UNICEF calls for easing distribution of COVID-19 vaccines



UNICEF has stressed the need for removing barriers to acquisition, manufacture and distribution of COVID-19 vaccines globally.
“We need speed and simplicity to remove barriers to the acquisition, manufacture and distribution of COVID-19 vaccines globally,” UNICEF Executive Director Henrietta Fore said in a statement issued from New York today.
She said: “In a little over a year, the world’s scientists, businesses, governments, philanthropists and multilateral institutions rallied and did the unthinkable: They created vaccines to fight a virus that had brought the world to a standstill. And they tested, transported and began to administer those vaccines safely and in record time. This is nothing short of astounding.”
But the fight is not yet over, she said, adding that variants are emerging all over the world, and with each, the risk of a massive global setback.
“At the current rate, there is simply not enough vaccine supply to meet demand. And the supply available is concentrated in the hands of too few. Some countries have contracted enough doses to vaccinate their populations several times, while other countries have yet to receive even their first dose. This threatens us all. The virus and its mutations will win,” the UNICEF chief said.
“In order to get ahead of the virus, and to shift gears, we must build on a strategy of vaccinating frontline workers but drive towards a strategy that truly enables equitable access for all,” she said, urging the governments, businesses and partners to take three urgent actions to this end.
“First, simplify Intellectual Property Rights (IPR) through voluntary and proactive licensing by IPR holders. But this alone won’t increase production. Unlike drug manufacture, vaccine production involves a complex manufacturing process with multiple components and steps.
“IPR holders would need to provide technology partnerships to accompany IP licenses, proactively share know-how and sub-contract to manufacturers without undue geographic or volume restrictions. This challenge requires not forced IP waivers but proactive partnership and cooperation. Recent manufacturing partnerships such as Pfizer-BioNtech; AZ-SII, J&J- Merck and J&J-Aspen are encouraging examples. UNICEF urges others to follow suit, to increase the scale and geographic diversity of manufacturing capacity,” Henrietta Fore said.
She said while markets alone can’t guarantee innovation benefits all, voluntary licensing, pooled funds and multilateral mechanisms such as COVAX are an effective and realistic way for product developers and manufacturers to collaborate, innovate, and encourage equitable access.
“Second, we need to end vaccine nationalism. Governments should remove direct and indirect export- and import-control measures that block, restrict or slow down exports of COVID-19 vaccines, ingredients and supplies. Viruses respect no borders.

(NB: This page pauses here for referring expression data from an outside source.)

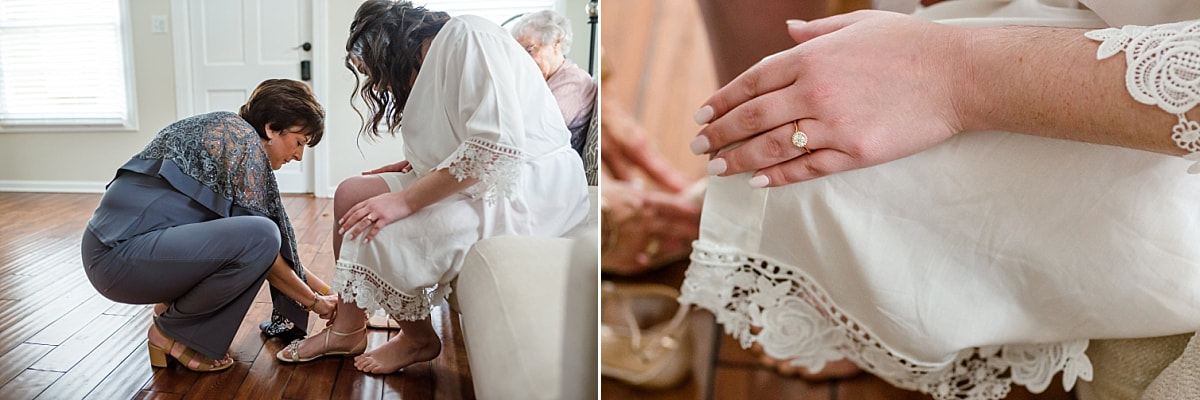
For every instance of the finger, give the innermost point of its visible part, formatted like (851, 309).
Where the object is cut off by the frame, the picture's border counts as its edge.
(815, 165)
(659, 169)
(363, 225)
(767, 76)
(753, 117)
(803, 33)
(375, 230)
(618, 168)
(771, 148)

Defeating COVID-19 in each of our home countries also means defeating it around the world by ensuring a steady flow of vaccines and supplies to all,” the UNICEF executive director said.
Finally, she said, governments that have contracted to receive more ‘future doses’ than required to vaccinate their entire adult populations this year, should immediately loan, release or donate most or all excess contracted doses for 2021 to COVAX, so they can be allocated equitably among other countries.